Si la démocratisation et la résolution de la question kurde passent au premier plan en Turquie, les intérêts de nombreux groupes seront ébranlés ; les robinets qui coulent pour eux seront fermés. C’est pour cette raison que nombreux sont ceux qui veulent entraver le processus. Pendant ce temps, le gouvernement AKP-MHP n’a pas encore démontré un engagement constant ni la volonté de prendre les mesures nécessaires. Cela soulève des questions dans la sphère publique quant à la mesure dans laquelle le processus peut progresser. Bien sûr, le leader du peuple kurde Abdullah Öcalan et nous-mêmes souhaitons également faire avancer le processus avec patience. Mais nos efforts ont leurs limites. Il ne s’agit pas d’un processus qui peut être mené de manière unilatérale. Plus important encore, le leader du peuple kurde Abdullah Öcalan doit être en mesure de rencontrer diverses personnalités et différents cercles.

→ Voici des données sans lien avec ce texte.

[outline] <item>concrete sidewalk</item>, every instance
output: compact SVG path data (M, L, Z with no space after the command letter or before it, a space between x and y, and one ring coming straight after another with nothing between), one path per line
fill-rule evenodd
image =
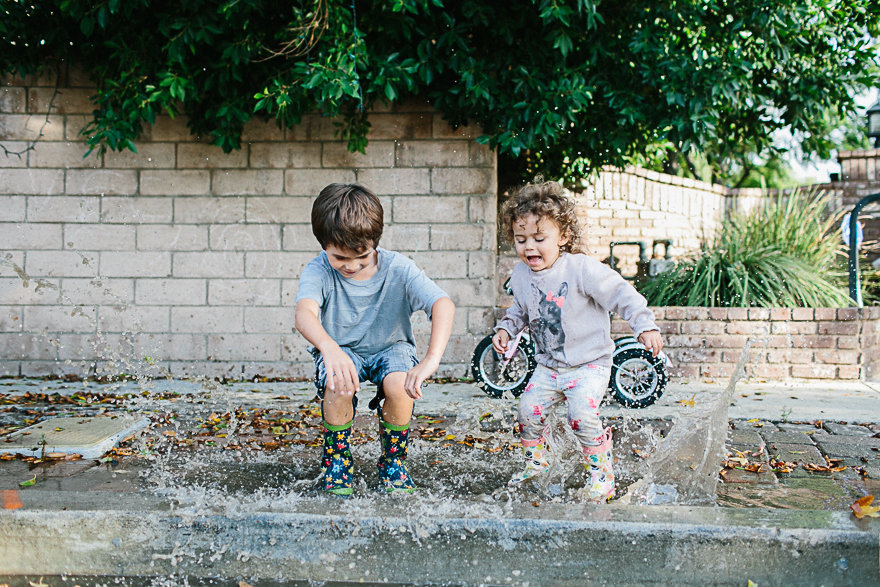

Et ceux qui veulent empêcher la résolution de la question kurde en Turquie ne se trouvent pas seulement à l’intérieur du pays. Beaucoup de personnes en dehors de la Turquie ne considèrent pas non plus qu’une solution démocratique à la question kurde soit dans leur intérêt. C’est pourquoi elles mènent des politiques visant à perturber le processus. En fait, l’attaque du quartier kurde d’Alep par le HTC le 6 janvier, et sa réorientation vers le nord et l’est de la Syrie, visaient également à perturber le processus. Car le processus de démocratisation de la société ne peut se dérouler dans un environnement où les conflits s’intensifient et s’étendent. Nous considérons donc qu’un processus d’attaque impliquant les puissances internationales et la Turquie est un complot international. Si le processus en cours en Turquie progresse vers la démocratisation et la résolution de la question kurde, les plans de certaines forces internes et externes seront contrecarrés. Afin de parvenir à la paix et à une société démocratique et de déjouer les comploteurs et les provocateurs, le peuple kurde doit s’organiser et lutter dans l’unité et assumer la responsabilité de ce processus. Soit cette prise de conscience et cette lutte contrecarreront les conspirateurs et mèneront le processus vers le succès, soit les plans conflictuels des forces internes et externes s’imposeront. Le leader du peuple kurde, Abdullah Öcalan, et nous-mêmes essayons de contrecarrer ce plan. Cependant, s’il n’est pas complètement contrecarré, il est possible qu’une période de conflit commence, replongeant la Turquie dans le chaos et l’incertitude. Dans ce cas, il y aura des changements dans l’organisation et les méthodes de lutte, mais la résistance s’opposera par tous les moyens à ces attaques. Le processus a été lancé pour mettre fin à cela. Dans cette perspective, il est important pour nous de réussir le processus de paix et de société démocratique afin d’empêcher cette situation de se produire. Pour cela, l’organisation et la lutte multiforme sont essentielles pour le peuple kurde et nos amis internationaux.
L’interview originale a été publiée sur le site web KCK-Info du 7 au 9 février.